How and when do you think the Iraq War will end?
When the Iraqis are in power. It's the same [as in Afghanistan]. There's a good theorist on that, an excellent American general named [David] Petraeus, with whom I've spoken at length. The end of a war like that is when the diverse Iraqis in all their different communities can be given full responsibility--on their scale, with their own notions of human rights, culture, society, democracy. They aren't the same as ours, but still acceptable. And that's starting to happen.
The last time I went to Iraq I discovered the south was truly held by the Iraqis. There are already refugees returning to Iraq. Prime Minister [Nouri al-]Maliki told me the Sunnis have returned to the government. These are at least good signs. I'm not at all saying it's finished. But frankly the situation is better.

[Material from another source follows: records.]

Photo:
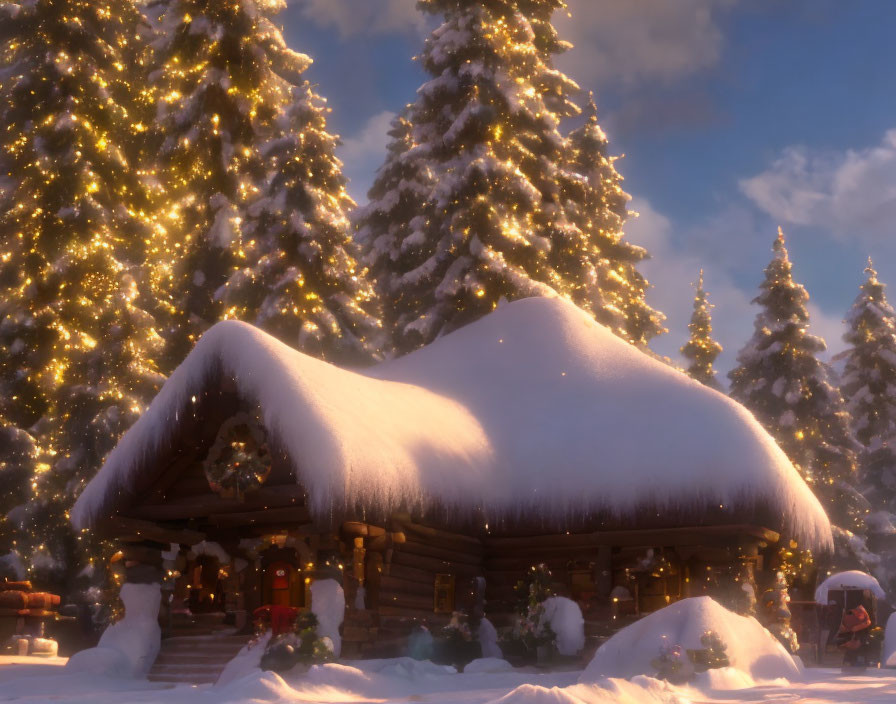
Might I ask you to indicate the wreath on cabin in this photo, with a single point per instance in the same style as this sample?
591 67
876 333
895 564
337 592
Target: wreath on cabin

And what I've heard from General Petraeus is really encouraging. He's understood that the army should come off as something other than an army of occupation: an army that helps the Iraqis take power and assume their responsibilities. That's capital. It won't be tomorrow, or the day after. There will be a few more years. But it's going better.
What's the best way to handle Russia?
What do you think was more effective: Sending US warships [carrying humanitarian cargo] to the Black Sea, or stopping the tanks like we did, Sarkozy and I? What we did was more effective. While there are missiles on the boats, there are missiles set up nearby in Russia, too. That doesn't seem to me the right solution for the moment.
You were criticized for not addressing Georgia's territorial integrity in the six-point ceasefire plan Sarkozy brokered with Moscow and Tbilisi on August 12.
No, the first document had "territorial integrity." That document was amended by Medvedev. It was announced at the press conference that the security and stability of Abkhazia and Ossetia would be the object of a separate letter, which Sarkozy wrote and sent. In the document Condoleeza Rice had Saaskashvili sign, there wasn't "integrity," but the term "final status" wasn't there, either. It had been in Medvedev's document before I withdrew it. So one balanced out the other. Because we had to obtain an accord! Otherwise, they took Tbilisi. It's simple. We had to stop that war.
Some Western policymakers want to punish Russia by cutting ties.
We must absolutely maintain the dialogue with Russia, particularly as far as Iran is concerned, where it's fully necessary there be all six: the three Europeans, the US, China, and Russia. That's very important. That's a great danger.
Was promoting Georgian and Ukrainian NATO membership a mistake, particularly on the part of the United States?
No. What would it have changed had we accepted today? Nothing. Do you think the United States of America would have declared war on the Russian army? Can you see that?
What about Russia?
I don't believe a policy of confrontation is the right one. We said Georgia and Ukraine could join NATO. But it seems premature to us for them to join now. If one day we must accept them, very well. We'll do it. We all signed a document in Bucharest saying they could, like all countries, join NATO. But we mustn't throw oil on the fire, at least not now. Wait to see what this gentler method yields.